SIG, which earlier this month was forced to pull the plug on plans to sell its insulation panels business to Kingspan for £37.5m, said impairment charges and restructuring costs of close to £130m helped send it crashing into the red in 2019 from a £10m profit last time.

And the firm said revenue in March and April this year slumped £139m, a one third fall on the equivalent months last year, because of the covid-19 crisis. But it said trading was now returning to pre-coved levels as more and more construction sites reopened.

It added it was beginning to bring back some of the 2,000 staff it furloughed during the crisis but said capital investment on initiatives such as overhauling IT remained on hold.

New chief executive Steve Francis, who was appointed in February, has made a host of changes to the firm’s senior management including bringing in former SIG executive Phil Johns to head up the UK business and a new chief financial officer Ian Ashton, who joins from rival materials firm Low & Bonar in July. Former Wickes chief operating officer Simon King joins as a non-executive director.

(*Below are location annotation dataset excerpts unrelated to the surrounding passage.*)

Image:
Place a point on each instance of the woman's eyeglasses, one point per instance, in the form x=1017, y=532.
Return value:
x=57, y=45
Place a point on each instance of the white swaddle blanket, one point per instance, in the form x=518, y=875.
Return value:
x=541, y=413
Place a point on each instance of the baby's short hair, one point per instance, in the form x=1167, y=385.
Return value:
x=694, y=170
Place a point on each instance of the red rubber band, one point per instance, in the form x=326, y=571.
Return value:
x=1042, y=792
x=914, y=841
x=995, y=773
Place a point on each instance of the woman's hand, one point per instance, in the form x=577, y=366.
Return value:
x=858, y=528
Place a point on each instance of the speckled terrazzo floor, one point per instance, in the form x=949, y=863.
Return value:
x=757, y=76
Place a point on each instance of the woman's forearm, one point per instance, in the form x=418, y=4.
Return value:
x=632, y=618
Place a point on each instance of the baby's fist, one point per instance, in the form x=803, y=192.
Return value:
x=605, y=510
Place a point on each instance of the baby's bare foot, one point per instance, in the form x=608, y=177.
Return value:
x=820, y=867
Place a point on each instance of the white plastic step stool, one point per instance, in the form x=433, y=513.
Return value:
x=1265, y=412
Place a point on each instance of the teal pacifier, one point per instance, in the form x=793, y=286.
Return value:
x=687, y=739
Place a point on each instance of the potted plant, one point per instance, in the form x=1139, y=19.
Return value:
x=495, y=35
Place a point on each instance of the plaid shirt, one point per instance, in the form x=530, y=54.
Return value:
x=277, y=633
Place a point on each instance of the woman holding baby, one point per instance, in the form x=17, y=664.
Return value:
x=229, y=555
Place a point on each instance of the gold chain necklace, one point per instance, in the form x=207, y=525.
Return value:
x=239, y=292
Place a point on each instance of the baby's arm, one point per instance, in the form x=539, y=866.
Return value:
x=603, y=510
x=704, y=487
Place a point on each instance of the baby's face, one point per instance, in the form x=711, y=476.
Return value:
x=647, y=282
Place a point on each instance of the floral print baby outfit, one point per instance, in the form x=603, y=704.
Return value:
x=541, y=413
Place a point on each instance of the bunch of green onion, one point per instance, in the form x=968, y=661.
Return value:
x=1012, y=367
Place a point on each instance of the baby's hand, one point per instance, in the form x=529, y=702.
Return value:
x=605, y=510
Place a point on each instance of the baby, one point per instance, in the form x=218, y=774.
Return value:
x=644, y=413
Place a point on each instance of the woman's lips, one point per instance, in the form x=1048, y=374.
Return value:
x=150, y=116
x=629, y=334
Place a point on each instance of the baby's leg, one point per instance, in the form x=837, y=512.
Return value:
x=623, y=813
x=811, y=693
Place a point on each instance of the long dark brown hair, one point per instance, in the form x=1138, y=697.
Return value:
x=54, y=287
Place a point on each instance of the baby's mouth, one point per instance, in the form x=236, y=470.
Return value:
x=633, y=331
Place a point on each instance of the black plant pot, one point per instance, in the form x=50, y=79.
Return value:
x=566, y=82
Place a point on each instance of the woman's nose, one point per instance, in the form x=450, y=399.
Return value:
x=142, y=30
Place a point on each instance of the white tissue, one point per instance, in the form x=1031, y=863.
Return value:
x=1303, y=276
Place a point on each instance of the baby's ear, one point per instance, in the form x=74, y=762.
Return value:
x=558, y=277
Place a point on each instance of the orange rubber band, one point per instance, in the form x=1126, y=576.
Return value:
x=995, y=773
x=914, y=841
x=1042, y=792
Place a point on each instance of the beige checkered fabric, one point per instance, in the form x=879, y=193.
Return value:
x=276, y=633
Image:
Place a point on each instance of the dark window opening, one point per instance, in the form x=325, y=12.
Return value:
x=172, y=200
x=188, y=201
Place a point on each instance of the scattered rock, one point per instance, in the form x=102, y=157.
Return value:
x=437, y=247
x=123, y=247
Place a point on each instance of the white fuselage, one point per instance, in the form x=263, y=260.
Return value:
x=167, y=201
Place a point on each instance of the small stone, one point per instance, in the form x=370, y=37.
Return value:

The firm is targeting operating margins of 5% in the longer term and growth after what Francis called a “decade of contraction”.

But the firm warned turnover this year is expected to be £500m down on 2019 and would not return to those levels until 2022.

The firm made an underlying pre-tax profit of £41.9m. Turnover fell to £2.1bn from £2.4bn in 2018.

SIG also said it would spell out further details on the action it has taken after it called in accountants PwC in January to investigate divisional financial forecasting issues. This, SIG said, meant “underlying forecasts were both poorly classified and poorly reported at group level, with the result that the board was unsighted as to the overall picture”.